When I had first met him, at a restaurant dinner with someone else, he was wearing a suit and a tie, essential businessman’s clothes in Nigeria, but on him like protective gear. He was not a handsome man; his face, with the now shallow scars on his cheeks, was small and tight. He didn’t talk much at first; he might have been self-conscious about his appearance. It was only when he began talking of his mother’s animals that he engaged me.
Later, when he opened up and I got to know his story, I s
aw—or began dimly to see—how far he had travelled. He had started with nothing, in a far-removed world. He was now the managing director of a great corporation; he worked for one of the richest men in the country. One day, driving in the centre of the city, he showed me the house of this rich man: it was of glass and marble, like a bank.

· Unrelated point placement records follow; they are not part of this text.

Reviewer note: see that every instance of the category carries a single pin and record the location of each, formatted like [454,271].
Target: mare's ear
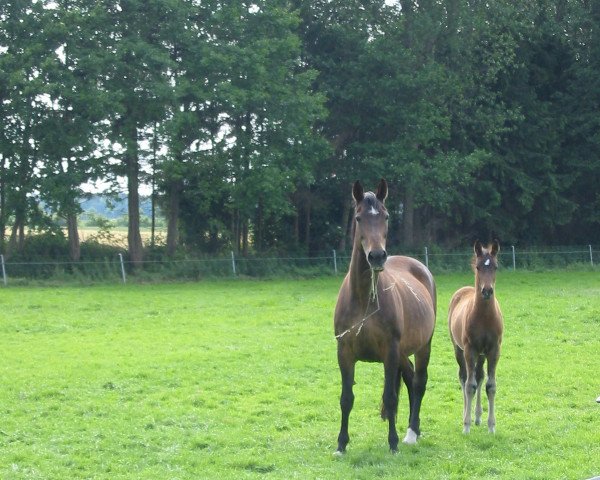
[478,248]
[358,192]
[495,248]
[381,190]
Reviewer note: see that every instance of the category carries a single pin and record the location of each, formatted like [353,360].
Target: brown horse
[385,312]
[475,323]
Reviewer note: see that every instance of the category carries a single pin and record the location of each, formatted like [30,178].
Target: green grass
[238,379]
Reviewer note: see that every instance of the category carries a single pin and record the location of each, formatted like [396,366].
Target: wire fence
[120,269]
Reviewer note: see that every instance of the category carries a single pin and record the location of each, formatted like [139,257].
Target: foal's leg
[462,374]
[347,364]
[470,386]
[490,387]
[479,379]
[419,386]
[391,367]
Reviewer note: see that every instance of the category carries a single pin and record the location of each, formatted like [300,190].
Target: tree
[134,76]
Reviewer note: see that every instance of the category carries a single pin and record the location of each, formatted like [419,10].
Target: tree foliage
[252,119]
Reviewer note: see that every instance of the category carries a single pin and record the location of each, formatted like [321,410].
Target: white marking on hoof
[410,438]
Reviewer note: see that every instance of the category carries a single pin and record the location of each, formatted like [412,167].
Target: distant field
[238,379]
[118,236]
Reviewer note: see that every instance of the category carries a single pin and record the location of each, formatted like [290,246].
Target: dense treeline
[252,119]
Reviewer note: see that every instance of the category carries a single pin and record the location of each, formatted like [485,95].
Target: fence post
[514,258]
[122,268]
[3,270]
[233,263]
[334,262]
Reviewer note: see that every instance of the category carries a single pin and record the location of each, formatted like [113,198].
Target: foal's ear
[358,192]
[495,248]
[478,248]
[381,190]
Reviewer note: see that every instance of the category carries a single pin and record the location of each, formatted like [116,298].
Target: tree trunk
[173,212]
[345,227]
[245,237]
[73,232]
[2,205]
[408,219]
[259,227]
[134,238]
[307,213]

Adesina’s business language was half modern. His speciality was “numbers and calculations,” logistics and stratagems. He had pride in what he did, and I was half expecting him to say at some stage that the success that had come to him was a tribute to the country and its movement forward. But he said nothing like that. He was, in fact, gloomy in every way about Nigeria; and he didn’t talk of himself as part of the elite. He talked more of the poor, drinking “erosion water” in some districts and sleeping nine to a room. Perhaps he had waited too long, and the wait had been too punishing, more full of indignity than he knew at the time. Perhaps it was only the encouragement of the Ife, the pull towards the past, that had kept him going in the dark days.
He felt that Nigeria was now paying the price for its colonial history, which had begun not long before his father was born. “The French wanted to break this region into smaller divisions for their own reasons. The British dealt with us in a regional way. There was no Nigerian in the centre. So when we came into the centre we had no idea how to run it. Missionaries were never allowed to go to the north. So the north is very Muslim and we were all ruled by tribalism. Every political party that came up was really a regional party. Then a parliamentary British form of democracy added to the confusion at independence. So we had the Biafran war and then the coups. All our presidents and prime ministers came up by accident. No one was actually trained or prepared.”

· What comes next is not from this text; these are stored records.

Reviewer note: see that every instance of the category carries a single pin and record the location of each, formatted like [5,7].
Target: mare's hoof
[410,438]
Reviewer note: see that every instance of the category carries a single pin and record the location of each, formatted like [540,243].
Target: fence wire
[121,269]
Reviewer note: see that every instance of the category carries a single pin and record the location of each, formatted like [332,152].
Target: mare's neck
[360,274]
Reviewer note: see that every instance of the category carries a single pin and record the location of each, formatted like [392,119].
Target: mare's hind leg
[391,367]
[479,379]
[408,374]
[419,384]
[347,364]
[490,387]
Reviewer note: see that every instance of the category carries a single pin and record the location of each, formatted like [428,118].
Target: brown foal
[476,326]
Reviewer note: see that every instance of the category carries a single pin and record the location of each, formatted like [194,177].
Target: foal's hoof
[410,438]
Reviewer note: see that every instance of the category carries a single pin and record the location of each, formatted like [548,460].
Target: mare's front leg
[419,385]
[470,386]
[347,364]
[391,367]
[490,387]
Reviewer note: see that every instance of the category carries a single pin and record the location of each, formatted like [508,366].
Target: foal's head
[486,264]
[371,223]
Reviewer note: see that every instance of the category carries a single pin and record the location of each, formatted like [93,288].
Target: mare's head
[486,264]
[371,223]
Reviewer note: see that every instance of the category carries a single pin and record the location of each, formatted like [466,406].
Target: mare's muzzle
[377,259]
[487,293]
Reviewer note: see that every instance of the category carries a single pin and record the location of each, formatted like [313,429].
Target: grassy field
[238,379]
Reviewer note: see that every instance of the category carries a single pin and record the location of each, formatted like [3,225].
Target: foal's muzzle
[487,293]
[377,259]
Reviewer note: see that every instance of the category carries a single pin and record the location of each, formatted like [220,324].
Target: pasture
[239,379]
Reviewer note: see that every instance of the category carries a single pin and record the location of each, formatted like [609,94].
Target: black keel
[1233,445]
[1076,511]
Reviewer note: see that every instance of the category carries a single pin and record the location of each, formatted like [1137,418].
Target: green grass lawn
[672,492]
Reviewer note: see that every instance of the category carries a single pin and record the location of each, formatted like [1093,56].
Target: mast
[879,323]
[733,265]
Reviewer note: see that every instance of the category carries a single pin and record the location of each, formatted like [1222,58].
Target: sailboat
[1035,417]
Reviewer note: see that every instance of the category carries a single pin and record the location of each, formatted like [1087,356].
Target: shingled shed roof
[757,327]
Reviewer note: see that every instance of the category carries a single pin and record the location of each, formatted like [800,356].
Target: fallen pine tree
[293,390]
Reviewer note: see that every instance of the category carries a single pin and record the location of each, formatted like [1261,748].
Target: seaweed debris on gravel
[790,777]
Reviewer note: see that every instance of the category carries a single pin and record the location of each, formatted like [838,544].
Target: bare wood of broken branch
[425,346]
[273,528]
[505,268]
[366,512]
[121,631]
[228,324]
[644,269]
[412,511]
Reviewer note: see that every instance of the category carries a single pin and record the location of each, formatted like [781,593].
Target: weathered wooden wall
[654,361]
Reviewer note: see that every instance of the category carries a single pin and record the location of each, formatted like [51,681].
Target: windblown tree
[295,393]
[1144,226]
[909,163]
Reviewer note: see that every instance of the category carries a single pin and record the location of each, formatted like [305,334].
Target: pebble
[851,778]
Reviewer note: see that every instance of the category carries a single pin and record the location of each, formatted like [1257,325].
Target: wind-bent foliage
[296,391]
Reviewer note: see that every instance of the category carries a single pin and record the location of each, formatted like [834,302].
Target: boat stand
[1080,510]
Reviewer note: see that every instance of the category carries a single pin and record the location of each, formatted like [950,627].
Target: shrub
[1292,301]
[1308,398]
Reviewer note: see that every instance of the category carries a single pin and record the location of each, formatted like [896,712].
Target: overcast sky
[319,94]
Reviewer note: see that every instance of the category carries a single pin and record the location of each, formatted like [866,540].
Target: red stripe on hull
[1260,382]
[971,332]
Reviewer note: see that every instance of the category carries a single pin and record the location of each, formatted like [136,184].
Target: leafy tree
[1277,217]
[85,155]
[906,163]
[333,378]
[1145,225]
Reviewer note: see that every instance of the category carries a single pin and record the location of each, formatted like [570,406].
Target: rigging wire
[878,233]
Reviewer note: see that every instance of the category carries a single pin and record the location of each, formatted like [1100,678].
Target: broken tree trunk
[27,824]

He didn’t believe in the Nigerian boom.
“There is no boom. It is only a small stock-market boom where the elite thrived, and for a short time too. I know because I made money in it too. Booms are judged by the GNP and by the income of the lowest grade worker—what will his income buy in the open market? Most Nigerians like to be self-employed, but on the farms it is subsistence-level agriculture. Eighty per cent of our land is not cultivated. The farming people will have a few goats and a few plots of yams. It is not mechanised farming, and they have no meat except the rabbits they trap. I was recently in a state where they are good farmers. But the oranges they grow rot, and the tomatoes. You need infrastructure to create a processing industry, but that kind of support is not there. What are Nigerians abroad coming back to invest in?”